Seit dem Jahre 1870 gab es dann keine Papstprozessionen zu Fronleichnam mehr; das Ende des Kirchenstaates verhinderte ein öffentliches Auftreten des Papstes in seiner Bischofsstadt. Im Vatikan selber geriet die Benutzung des Talamo jedoch nicht gänzlich außer Gebrauch; am 9. Juni 1904, beim Internationalen Eucharistischen Kongress, bediente sich Papst Pius X. (Giuseppe Sarto, 1903-1914) seiner innerhalb der Petersbasilika.

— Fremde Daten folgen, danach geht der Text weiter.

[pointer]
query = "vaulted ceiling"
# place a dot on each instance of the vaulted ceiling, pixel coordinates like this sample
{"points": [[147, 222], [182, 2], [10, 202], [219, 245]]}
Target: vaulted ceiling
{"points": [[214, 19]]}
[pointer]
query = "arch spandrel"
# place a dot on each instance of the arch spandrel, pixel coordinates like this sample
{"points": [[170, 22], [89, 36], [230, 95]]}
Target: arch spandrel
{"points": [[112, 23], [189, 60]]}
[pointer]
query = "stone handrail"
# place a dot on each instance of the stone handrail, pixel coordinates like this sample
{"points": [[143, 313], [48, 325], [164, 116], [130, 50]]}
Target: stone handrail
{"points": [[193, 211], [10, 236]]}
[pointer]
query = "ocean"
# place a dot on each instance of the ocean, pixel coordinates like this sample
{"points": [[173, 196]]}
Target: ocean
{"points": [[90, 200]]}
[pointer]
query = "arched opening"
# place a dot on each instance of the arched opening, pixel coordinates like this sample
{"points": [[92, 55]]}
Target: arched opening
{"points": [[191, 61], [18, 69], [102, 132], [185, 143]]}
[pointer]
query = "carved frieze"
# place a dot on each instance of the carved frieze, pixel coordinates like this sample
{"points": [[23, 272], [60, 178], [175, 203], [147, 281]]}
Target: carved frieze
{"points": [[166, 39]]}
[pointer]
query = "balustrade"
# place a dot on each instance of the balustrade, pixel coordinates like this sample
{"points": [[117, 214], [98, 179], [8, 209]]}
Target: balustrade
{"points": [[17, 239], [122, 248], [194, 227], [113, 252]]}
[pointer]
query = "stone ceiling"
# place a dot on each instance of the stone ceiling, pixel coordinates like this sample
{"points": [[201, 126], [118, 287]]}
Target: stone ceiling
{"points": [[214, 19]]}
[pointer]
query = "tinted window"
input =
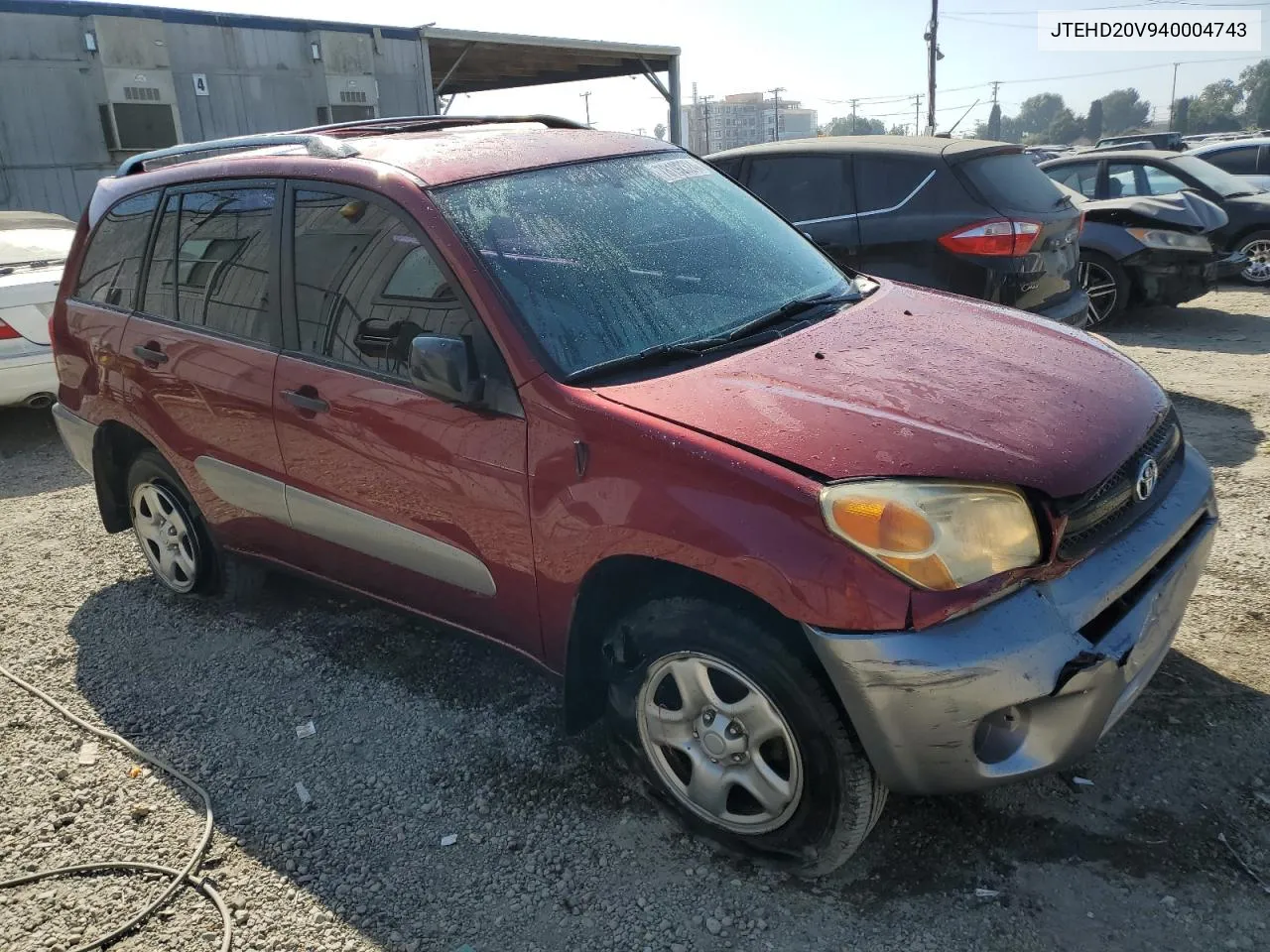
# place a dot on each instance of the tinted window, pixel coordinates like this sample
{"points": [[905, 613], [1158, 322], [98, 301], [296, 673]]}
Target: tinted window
{"points": [[366, 287], [213, 263], [1011, 181], [1080, 177], [884, 181], [604, 259], [112, 263], [1237, 162], [802, 186]]}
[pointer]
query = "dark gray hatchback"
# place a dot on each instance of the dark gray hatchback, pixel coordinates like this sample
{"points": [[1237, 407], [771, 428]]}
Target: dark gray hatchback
{"points": [[973, 217]]}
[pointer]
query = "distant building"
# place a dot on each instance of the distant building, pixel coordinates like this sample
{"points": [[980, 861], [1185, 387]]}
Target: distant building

Am 25. Juli 1929 durften die Bewohner der Ewigen Stadt wieder eine päpstliche Sakramentsprozession erleben, ein Ereignis, auf das sie mehr als ein halbes Jahrhundert hatten verzichten müssen. Das erste große öffentliche Erscheinen des Papstes nach den Lateranverträgen und der Gründung des Vatikanstaates sollte kein Triumphzug für ihn selbst sein, sondern in der Form einer Eucharistischen Prozession über den Petersplatz geschehen. Unser Herr Jesus Christus sollte im Mittelpunkt des geschichtlichen Ereignisses stehen.

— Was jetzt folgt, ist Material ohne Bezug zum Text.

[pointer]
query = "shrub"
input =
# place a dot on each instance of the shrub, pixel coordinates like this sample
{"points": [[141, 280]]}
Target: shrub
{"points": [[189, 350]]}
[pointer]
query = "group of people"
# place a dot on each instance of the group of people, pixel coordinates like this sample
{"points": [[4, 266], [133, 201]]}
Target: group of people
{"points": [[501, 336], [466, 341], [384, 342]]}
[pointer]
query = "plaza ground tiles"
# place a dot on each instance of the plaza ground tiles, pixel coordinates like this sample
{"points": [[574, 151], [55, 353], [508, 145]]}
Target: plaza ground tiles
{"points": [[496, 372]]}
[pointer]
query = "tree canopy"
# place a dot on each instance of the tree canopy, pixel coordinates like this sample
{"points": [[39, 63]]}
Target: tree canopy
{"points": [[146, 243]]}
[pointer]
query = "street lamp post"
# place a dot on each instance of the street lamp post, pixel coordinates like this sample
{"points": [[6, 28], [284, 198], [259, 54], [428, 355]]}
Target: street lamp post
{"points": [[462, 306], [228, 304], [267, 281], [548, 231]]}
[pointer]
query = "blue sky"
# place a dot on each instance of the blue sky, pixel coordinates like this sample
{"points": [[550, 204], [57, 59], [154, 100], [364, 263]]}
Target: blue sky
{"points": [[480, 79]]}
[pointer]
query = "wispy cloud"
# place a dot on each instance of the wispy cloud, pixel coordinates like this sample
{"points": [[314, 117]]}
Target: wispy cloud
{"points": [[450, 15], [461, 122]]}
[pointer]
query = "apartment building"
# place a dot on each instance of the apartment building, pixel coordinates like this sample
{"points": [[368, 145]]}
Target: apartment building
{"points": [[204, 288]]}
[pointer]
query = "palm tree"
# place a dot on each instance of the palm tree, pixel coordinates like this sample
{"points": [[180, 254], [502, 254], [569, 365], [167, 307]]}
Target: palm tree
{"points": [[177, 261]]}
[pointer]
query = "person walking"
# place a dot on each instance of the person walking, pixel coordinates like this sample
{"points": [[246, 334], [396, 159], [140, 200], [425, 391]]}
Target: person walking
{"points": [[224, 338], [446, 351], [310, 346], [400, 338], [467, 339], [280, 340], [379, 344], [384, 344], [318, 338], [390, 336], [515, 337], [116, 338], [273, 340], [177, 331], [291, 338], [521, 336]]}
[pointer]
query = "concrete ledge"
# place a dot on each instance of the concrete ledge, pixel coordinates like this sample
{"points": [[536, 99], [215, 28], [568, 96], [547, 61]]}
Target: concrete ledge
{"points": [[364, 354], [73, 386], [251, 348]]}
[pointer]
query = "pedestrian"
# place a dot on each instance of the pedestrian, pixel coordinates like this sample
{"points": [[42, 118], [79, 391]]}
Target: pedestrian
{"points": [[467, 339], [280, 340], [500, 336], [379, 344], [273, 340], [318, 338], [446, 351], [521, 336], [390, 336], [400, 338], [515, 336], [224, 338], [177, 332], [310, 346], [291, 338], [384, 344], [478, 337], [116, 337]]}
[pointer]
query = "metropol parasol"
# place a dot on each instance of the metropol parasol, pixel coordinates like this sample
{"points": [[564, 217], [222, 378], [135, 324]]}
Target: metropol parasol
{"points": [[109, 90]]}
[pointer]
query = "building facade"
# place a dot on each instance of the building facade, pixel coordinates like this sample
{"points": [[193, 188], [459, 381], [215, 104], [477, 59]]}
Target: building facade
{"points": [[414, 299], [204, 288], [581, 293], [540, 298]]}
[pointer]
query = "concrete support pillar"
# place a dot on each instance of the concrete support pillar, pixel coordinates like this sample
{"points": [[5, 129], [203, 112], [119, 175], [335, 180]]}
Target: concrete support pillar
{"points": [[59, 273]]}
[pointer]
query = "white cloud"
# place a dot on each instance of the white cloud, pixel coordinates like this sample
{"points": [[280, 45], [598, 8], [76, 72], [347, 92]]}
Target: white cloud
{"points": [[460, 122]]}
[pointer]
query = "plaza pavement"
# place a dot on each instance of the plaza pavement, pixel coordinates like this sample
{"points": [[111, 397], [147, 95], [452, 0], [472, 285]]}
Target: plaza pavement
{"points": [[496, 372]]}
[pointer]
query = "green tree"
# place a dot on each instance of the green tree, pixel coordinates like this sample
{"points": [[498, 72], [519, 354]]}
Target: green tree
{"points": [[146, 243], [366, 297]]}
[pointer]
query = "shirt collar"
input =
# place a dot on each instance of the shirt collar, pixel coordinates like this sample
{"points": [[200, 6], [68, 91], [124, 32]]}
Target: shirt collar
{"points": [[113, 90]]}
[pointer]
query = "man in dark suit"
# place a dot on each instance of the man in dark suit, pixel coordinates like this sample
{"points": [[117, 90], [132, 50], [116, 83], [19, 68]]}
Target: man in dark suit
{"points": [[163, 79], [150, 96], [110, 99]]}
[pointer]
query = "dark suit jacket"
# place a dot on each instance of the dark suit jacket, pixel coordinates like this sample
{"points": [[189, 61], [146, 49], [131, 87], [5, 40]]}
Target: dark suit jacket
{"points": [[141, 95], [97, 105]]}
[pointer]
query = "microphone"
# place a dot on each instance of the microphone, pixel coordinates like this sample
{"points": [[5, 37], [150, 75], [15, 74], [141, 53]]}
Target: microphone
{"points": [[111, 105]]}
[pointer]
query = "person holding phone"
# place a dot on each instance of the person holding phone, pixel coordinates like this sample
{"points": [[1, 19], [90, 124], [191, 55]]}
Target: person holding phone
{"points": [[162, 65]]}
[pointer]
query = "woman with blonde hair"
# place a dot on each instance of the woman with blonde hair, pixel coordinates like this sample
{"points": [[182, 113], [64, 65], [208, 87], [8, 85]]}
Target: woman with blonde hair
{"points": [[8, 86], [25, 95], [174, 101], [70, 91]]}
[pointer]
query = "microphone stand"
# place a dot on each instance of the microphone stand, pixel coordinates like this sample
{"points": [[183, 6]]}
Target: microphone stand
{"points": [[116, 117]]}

Der seit 1655 geübte Brauch, dass der Papst auf dem Talamo das Fest Corpus Domini feiert, machte jedoch oft auch die Teilnahme des Papstes unmöglich, denn bei Gebrechlichkeit oder Krankheit des Pontifex Maximus stellte dessen Verweilen auf dieser Tragevorrichtung eine zu große Zumutung und Gefahr für ihn dar. Schon vor dem Zweiten Vatikanischen Konzil war die prachtvolle Fronleichnamsprozession des Papstes außer Gebrauch gekommen. Papst Pius XII. (Eugenio Pacelli, 1939-1958) musste in seinen letzten Jahren aus Gesundheitsgründen auf sie verzichten; Johannes XXIII. (Angelo Giuseppe Roncalli, 1958-1963) nahm sie dann wieder auf.
Unter dem Pontifikat Johannes Pauls II. (Karol Wojtyla, 1978-2005) wurde es üblich, dass der Papst am Fronleichnamstag die Heilige Messe auf dem Vorplatz der Lateranbasilika feierte und dann zu Fuß, mit dem Sanctissimum in der Hand, die Via Merulana hinauf nach Santa Maria Maggiore zog, wo er den Gläubigen den feierlichen Schlusssegen erteilte. Von Alter und Krankheit geschwächt, verzichtete der Heilige Vater später auf den beschwerlichen Fußweg. Er wurde nun auf einem offenen Wagen, vor dem Allerheiligsten Altarssakrament kniend, von seiner Bischofskirche zu der römischen Marienbasilika gefahren (ein Einsatz des Talamo wäre auf dieser langen Strecke nicht möglich gewesen; das hohe Gewicht der Tragevorrichtung und ihr äußerst schwieriges Manövrieren schlossen dies aus).
Papst Benedikt XVI. (Joseph Ratzinger, 2005-2013) übernahm zum Fronleichnamsfest des Jahres 2005 diesen Usus.